What they are, how they work, and what can go wrong.
No grinder is invincible, especially if the unexpected happens and you grind a stone or screw which surreptitiously slipped into your beans.
If you aren’t mechanically inclined, however – or if you’ve never worked on your Baratza grinder before, you might be intimidated by the idea of a hohttps://baratza.com/stop-dont-dump-it-fix-it/me diagnosis and repair. That’s understandable, and a big part of why we offer a comprehensive flat-rate repair program to our customers in the United States.
If the repair program isn’t the best fit for you, that doesn’t mean it has to be hard to get back to grinding! Our extensive troubleshooting documentation and ace Support team can help you diagnose the problem. From there, all of our parts are available directly from us, or from our international importers.
Our machines are a lot simpler, mechanically, than you might think. That’s part great engineering and part user-friendly design. You can boil most of our grinders down to three systems: Electrical, Grind Adjustment, and Transmission.
A powered grinder needs power. That much is obvious, but it gets a little more complicated. Baratza grinders are equipped with Direct Current (DC) motors, which provide full torque immediately on start up which allows for a faster, more efficient grind. The problem is that power out of the wall is Alternating Current (AC). That AC has to be converted into DC on a circuit board. Our grinders do this, and add a few safety features: a thermal overload fuse and safety interlock switch.
If your grinder has problems with the electrical system, it’s usually pretty obvious: the machine will simply refuse to start, or will emit a low humming noise. The humming noise is that overload fuse tripping, which happens because something is making the motor draw too much current. This is almost always a clog, which will need clearing out.
A dead silent machine is usually due to a problem with the wiring, circuit board, or the motor itself. A wiring issue is as simple as plugging something back in, and the circuit board and motor can be replaced with just a few screws and our instructions!
One of the best features of a Baratza grinder is the adjustability it provides. Although designing an adjustment system can be a challenge, fixing one doesn’t have to be. At its heart, the grind adjustment system on a burr grinder simply regulates the distance between the two burrs. The wider the gap, the coarser the grind because bigger and bigger pieces of coffee can fit between each burr. A narrow gap, on the other hand, means coffee has to grind down finer and finer before it can pass through a burrset.
Damage to an adjustment system typically shows up in the grind itself: overly coarse or very inconsistent grinding. Adjustment trouble can also manifest in the form of extremely fine grinding, even at coarse settings.
Many of our grinders are equipped with a safety feature in the form of a sacrifice part. It’s an intentional weak-point that’s designed to fail in the event of sudden stress on the burrs. That, plus the fuses installed in our grinders, help ensure that our machines can roll with the punches.
The electrical system keeps your grinder’s motor turning, and the grind adjustment system keeps the burrs at the right distance for your brewing needs. Tying these two together is the transmission.

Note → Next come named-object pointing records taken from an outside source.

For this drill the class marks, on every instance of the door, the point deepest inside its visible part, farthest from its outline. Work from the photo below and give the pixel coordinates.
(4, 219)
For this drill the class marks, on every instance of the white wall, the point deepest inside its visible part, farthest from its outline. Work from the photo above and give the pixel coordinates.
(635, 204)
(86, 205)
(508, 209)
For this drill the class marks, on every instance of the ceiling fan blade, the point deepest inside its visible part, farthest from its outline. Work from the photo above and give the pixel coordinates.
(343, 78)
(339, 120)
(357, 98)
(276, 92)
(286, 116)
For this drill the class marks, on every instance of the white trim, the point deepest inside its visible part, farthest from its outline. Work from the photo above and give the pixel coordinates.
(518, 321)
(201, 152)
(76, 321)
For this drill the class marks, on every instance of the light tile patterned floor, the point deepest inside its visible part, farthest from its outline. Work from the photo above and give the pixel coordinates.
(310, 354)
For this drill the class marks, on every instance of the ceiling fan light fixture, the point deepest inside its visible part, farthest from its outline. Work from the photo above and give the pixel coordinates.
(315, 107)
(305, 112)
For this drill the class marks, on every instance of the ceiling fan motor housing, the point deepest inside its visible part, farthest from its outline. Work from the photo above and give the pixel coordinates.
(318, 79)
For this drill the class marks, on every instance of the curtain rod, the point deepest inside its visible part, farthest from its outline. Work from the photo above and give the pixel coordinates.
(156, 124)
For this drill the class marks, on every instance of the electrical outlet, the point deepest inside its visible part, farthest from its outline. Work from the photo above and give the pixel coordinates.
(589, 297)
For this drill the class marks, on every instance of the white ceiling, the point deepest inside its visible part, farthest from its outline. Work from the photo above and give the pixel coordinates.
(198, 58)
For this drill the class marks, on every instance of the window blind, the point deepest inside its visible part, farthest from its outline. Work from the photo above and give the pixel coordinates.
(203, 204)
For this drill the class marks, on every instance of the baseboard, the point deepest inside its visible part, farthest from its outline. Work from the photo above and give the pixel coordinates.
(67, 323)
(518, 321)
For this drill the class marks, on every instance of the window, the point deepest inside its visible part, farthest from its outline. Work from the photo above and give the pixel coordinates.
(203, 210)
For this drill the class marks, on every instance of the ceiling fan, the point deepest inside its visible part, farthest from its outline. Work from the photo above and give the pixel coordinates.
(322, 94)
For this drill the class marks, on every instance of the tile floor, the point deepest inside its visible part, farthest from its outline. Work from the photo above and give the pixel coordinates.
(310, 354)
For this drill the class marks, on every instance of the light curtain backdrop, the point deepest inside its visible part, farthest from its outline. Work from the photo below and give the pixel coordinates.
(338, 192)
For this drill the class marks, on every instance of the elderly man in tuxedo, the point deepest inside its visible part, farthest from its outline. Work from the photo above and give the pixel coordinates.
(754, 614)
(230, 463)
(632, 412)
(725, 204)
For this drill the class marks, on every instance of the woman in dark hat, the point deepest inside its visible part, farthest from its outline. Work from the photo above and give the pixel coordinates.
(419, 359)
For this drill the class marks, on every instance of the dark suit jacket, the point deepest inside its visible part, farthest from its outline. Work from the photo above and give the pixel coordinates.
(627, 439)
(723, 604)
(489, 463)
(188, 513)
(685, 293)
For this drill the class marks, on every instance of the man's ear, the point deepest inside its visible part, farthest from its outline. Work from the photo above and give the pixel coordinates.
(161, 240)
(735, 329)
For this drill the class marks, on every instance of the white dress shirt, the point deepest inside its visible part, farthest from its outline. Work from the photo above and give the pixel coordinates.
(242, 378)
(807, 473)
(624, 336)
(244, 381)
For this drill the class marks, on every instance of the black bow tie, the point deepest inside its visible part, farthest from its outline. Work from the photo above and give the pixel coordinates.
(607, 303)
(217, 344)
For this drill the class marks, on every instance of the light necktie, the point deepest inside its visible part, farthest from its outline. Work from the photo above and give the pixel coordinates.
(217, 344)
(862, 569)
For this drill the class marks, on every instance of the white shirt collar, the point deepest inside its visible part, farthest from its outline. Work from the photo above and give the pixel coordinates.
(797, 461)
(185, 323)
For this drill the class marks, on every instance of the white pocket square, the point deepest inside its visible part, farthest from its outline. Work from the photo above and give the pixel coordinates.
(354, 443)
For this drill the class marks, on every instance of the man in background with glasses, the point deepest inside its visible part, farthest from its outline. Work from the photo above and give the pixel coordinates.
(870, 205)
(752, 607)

The transmission takes the force of a rotating motor and transfers it to a rotating burr. In the Encore, our most popular model, the transmission is a simple gear. Our motor turns the gear and that gear turns the lower burr, allowing for powered grinding at reduced RPM from what the motor would provide if we simply mounted a burr to a DC motor. This is great for a grinder because it allows the use of a powerful DC motor without RPM’s so high that the burrset won’t grab and grind coffee properly.
Other models use belt drives or planetary gears, and although they’re more complex in design the user experience is the same: smooth grinding of coffee.
Problems with the transmission are easy to see: the grinder runs but won’t grind coffee. This makes sense – the transmission connects the motor to the burrs and if that system is compromised, the machine powers up but the burrs are going nowhere.
Transmission issues are rarer thanks to sacrifice parts and overload fuses, but they can still happen. They typically require a lot more disassembly than problems with either of the other systems, but with proper instruction and regular tools, any user can get in and replace a damaged part.
Don’t feel intimidated (or mystified) by your Baratza grinder. A lot of engineering went and keeps going into making these machines as simple as one, two, three different systems. The Baratza formula is innovation plus support equals reliability.